The Panda Project: Bio-acoustic Deep-Learning based Panda Activity Tracking (Kleinberger et al.,  2020)

Augmented incubator to maintain vocal interaction between bird parents and egg during artificial incubation (Kleinberger et al.,  2021)

Soundyssey: Hybrid Enrichment System for Elephants in Managed Care (Yating et al.,  2021)

Track 3: AI for Augmenting Zoo Keepers

How might we empower zoo keepers with AI companions that handle routine tasks, enabling them to focus on what matters most – building meaningful relationships with animals and providing exceptional care?

Behind every happy hippo like Moodeng is a dedicated team of zoo keepers who pour their hearts into providing the best possible care. These amazing individuals often juggle countless tasks – from careful health monitoring to detailed record-keeping – while trying to spend quality time understanding and bonding with their animal companions. Zoos around the world often also don’t have the resources to store, compute, and automate insights from video footage. 

This track challenges participants to create thoughtful AI solutions that lift the administrative burden from our zoo keepers’ shoulders and enable them to do even better.

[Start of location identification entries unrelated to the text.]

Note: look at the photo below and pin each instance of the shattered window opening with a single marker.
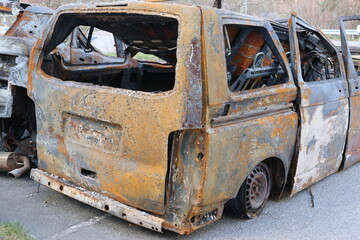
(318, 61)
(144, 58)
(250, 59)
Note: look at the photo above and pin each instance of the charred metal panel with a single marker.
(98, 201)
(247, 127)
(323, 110)
(352, 152)
(112, 140)
(15, 48)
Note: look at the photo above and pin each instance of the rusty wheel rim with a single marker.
(257, 188)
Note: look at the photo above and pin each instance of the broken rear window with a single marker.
(129, 51)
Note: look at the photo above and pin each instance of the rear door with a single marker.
(323, 104)
(351, 56)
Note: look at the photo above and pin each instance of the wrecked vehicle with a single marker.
(227, 110)
(17, 110)
(351, 56)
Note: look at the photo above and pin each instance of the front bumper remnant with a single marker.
(98, 201)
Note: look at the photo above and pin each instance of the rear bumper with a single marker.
(98, 201)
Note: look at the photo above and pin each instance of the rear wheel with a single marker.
(253, 194)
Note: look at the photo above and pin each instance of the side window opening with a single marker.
(318, 59)
(250, 59)
(129, 51)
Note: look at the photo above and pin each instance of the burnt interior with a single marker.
(318, 58)
(133, 33)
(251, 59)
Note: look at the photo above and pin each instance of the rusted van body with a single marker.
(230, 107)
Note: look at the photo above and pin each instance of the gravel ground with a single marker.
(50, 215)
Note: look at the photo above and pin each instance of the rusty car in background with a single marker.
(230, 110)
(17, 110)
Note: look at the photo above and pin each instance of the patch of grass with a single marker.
(13, 231)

Participants must design solutions that understand the delicate balance of a zoo keeper’s responsibilities. These systems should go beyond simple automation to create intelligent workflows that adapt to each keeper’s unique routine and each animal’s specific needs. The solutions should enhance the keeper’s ability to make informed decisions about animal care while streamlining the sharing of critical information across care teams. This might include automated behavior logging during enrichment activities, smart alerts for subtle changes in patterns, and efficient ways to share insights across the care team. The solution should also consider how to thoughtfully integrate community contributions, allowing keepers to leverage public engagement while maintaining professional standards of care. 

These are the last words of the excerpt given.